Personal information
- Born: 6 December 2002 (age 23) Gosford, New South Wales, Australia
- Height: 176 cm (5 ft 9 in)
- Weight: 82 kg (12 st 13 lb)

Playing information
- Position: Five-eighth, Halfback
Club
| Years | Team | Pld | T | G | FG | P |
| 2023–25 | Sydney Roosters | 46 | 6 | 64 | 0 | 152 |
| 2026– | Newcastle Knights | 24 | 3 | 58 | 0 | 128 |
|  | Total | 70 | 9 | 122 | 0 | 280 |
- Source: As of 20 September 2026

= Sandon Smith =

Australian rugby league footballer

Sandon Smith (born 6 December 2002) is an Australian professional rugby league footballer who plays as a for the Newcastle Knights in the National Rugby League.

==Playing career==
Smith progressed through the Roosters Central Coast pathways system playing for the Kincumber Colts, earning the club's Rising Star award in 2018. In 2021, Smith played SG Ball for the Roosters, earning SG Ball player of the year honours.

Smith progressed to NSW Cup leading the comp in try and line-break assists. In Round 14 2023, Smith made his NRL debut for Sydney against the Canterbury-Bankstown Bulldogs at Central Coast Stadium, coming off the bench in 25–24 win.

=== 2023 ===
Smith played 15 matches for the Sydney Roosters in the 2023 NRL season as the club finished 7th on the table and qualified for the finals. Smith played in both of the clubs finals games as they were eliminated in the second week against Melbourne.

=== 2024 ===
Smith played 15 games for the Sydney Roosters in the 2024 NRL season as they reached the preliminary final before being defeated by Melbourne.

=== 2025 ===
In round 8 of the 2025 NRL season, Smith scored two tries for the Sydney Roosters in their 46-18 victory over St. George Illawarra.
On 13 August 2025, it was reported that Smith had been given permission to negotiate with rival clubs ahead of the 2026 NRL season.
Smith played 17 games for the Sydney Roosters in the 2025 NRL season as the club finished 8th on the table and qualified for the finals.

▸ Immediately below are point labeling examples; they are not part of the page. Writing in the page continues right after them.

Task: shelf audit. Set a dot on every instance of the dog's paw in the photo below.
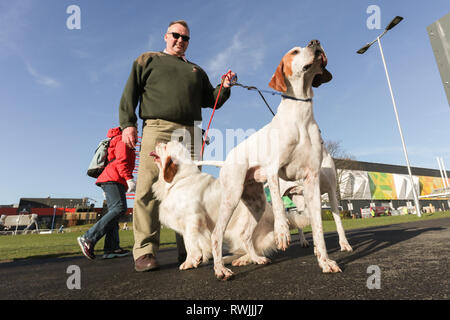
(261, 260)
(222, 273)
(345, 246)
(329, 266)
(303, 242)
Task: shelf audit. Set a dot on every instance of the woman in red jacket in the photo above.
(116, 180)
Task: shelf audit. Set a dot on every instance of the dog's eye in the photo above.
(307, 67)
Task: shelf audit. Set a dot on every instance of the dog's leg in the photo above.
(192, 243)
(345, 246)
(281, 227)
(312, 201)
(231, 195)
(301, 220)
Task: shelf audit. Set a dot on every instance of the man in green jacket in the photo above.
(170, 91)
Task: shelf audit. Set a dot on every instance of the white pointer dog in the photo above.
(289, 147)
(190, 201)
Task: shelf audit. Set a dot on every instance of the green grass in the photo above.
(65, 244)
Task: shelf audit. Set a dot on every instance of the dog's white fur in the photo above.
(294, 190)
(189, 205)
(289, 147)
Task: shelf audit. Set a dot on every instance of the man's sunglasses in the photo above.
(177, 35)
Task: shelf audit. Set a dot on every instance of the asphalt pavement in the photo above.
(403, 261)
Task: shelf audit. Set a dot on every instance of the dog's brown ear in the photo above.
(325, 77)
(277, 82)
(170, 170)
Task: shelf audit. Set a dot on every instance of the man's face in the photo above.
(176, 46)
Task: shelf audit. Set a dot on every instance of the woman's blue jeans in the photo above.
(108, 225)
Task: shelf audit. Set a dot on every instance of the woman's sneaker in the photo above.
(86, 247)
(116, 253)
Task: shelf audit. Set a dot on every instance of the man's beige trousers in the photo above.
(146, 225)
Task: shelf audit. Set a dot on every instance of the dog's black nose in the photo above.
(314, 43)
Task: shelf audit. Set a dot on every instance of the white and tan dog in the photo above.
(289, 147)
(190, 201)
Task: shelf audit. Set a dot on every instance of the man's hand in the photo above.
(129, 137)
(227, 80)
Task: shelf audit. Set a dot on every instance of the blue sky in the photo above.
(60, 88)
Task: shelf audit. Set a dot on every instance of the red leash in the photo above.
(225, 76)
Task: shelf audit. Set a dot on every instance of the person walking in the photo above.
(171, 91)
(115, 180)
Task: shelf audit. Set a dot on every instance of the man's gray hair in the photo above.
(182, 22)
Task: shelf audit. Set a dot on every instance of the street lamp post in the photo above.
(392, 24)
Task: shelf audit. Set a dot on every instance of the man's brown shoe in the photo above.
(146, 262)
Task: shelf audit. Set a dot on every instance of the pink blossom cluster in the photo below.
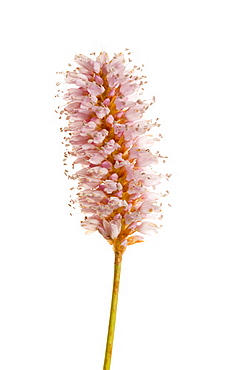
(109, 141)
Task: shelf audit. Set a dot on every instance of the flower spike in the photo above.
(110, 142)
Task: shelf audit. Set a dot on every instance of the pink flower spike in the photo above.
(108, 144)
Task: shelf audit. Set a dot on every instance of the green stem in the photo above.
(112, 318)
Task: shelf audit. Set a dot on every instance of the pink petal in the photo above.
(147, 228)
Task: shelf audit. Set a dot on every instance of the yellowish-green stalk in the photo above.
(113, 311)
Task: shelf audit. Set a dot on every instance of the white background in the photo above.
(182, 297)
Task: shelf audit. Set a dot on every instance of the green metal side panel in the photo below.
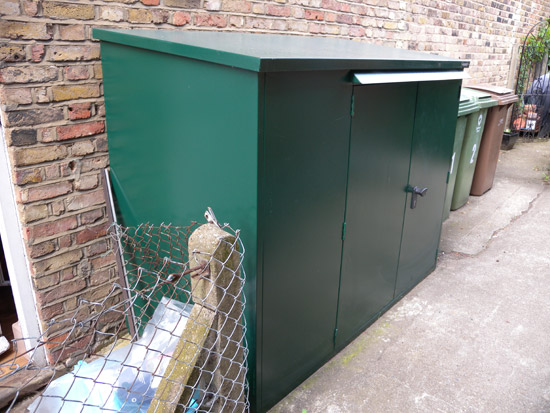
(434, 130)
(306, 148)
(378, 173)
(455, 160)
(183, 135)
(468, 159)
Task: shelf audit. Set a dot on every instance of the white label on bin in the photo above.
(473, 153)
(453, 162)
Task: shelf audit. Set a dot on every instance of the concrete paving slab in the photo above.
(471, 337)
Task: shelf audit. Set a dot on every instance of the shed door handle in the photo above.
(416, 191)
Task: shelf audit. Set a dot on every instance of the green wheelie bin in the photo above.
(466, 106)
(470, 147)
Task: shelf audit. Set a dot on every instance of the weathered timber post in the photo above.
(210, 352)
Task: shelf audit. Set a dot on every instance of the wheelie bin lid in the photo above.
(482, 99)
(466, 105)
(503, 95)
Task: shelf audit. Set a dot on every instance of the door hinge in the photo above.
(343, 231)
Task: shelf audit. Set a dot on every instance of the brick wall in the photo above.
(53, 114)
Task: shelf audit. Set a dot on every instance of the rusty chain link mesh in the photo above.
(169, 336)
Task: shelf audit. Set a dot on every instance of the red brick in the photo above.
(29, 117)
(12, 53)
(47, 135)
(42, 248)
(101, 144)
(37, 52)
(30, 7)
(96, 248)
(211, 20)
(181, 18)
(22, 137)
(282, 11)
(52, 228)
(58, 207)
(64, 241)
(91, 164)
(91, 233)
(29, 175)
(85, 200)
(76, 72)
(160, 16)
(103, 261)
(58, 262)
(52, 171)
(37, 193)
(314, 15)
(73, 53)
(99, 277)
(16, 96)
(36, 155)
(28, 74)
(47, 313)
(91, 216)
(80, 111)
(46, 281)
(86, 182)
(80, 130)
(82, 148)
(61, 291)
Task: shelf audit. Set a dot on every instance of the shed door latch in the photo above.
(416, 191)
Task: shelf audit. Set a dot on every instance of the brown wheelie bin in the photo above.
(492, 137)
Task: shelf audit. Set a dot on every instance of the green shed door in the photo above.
(378, 171)
(307, 121)
(432, 147)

As of 27th October 2025, Sandon signed with the Newcastle Knights agreeing to a four year term.

== Statistics ==

| Year | Team | Games | Tries | Goals | Pts |
| 2023 | Sydney Roosters | 15 |  | 7 | 14 |
| 2024 | 15 | 1 | 1 | 6 |
| 2025 | 17 | 5 | 56 | 132 |
| 2026 | Newcastle Knights | 24 | 3 | 58 | 128 |
|  | Totals | 70 | 9 | 122 | 280 |

== Controversy ==
On 17 October, Smith had been charged over a car crash that happened back in March 2024. Smith was charged with negligent driving causing serious bodily harm and failing to give way. On 13 December 2024, Smith was later given a two-year conditional release order from the accident that left a man needing amputation of two of his toes, it is said during the hearing that Smith had apologised to the man multiple times over the months from the accident. Smith's lawyer described to the court that Smith had been involved in an "unfortunate chain of events".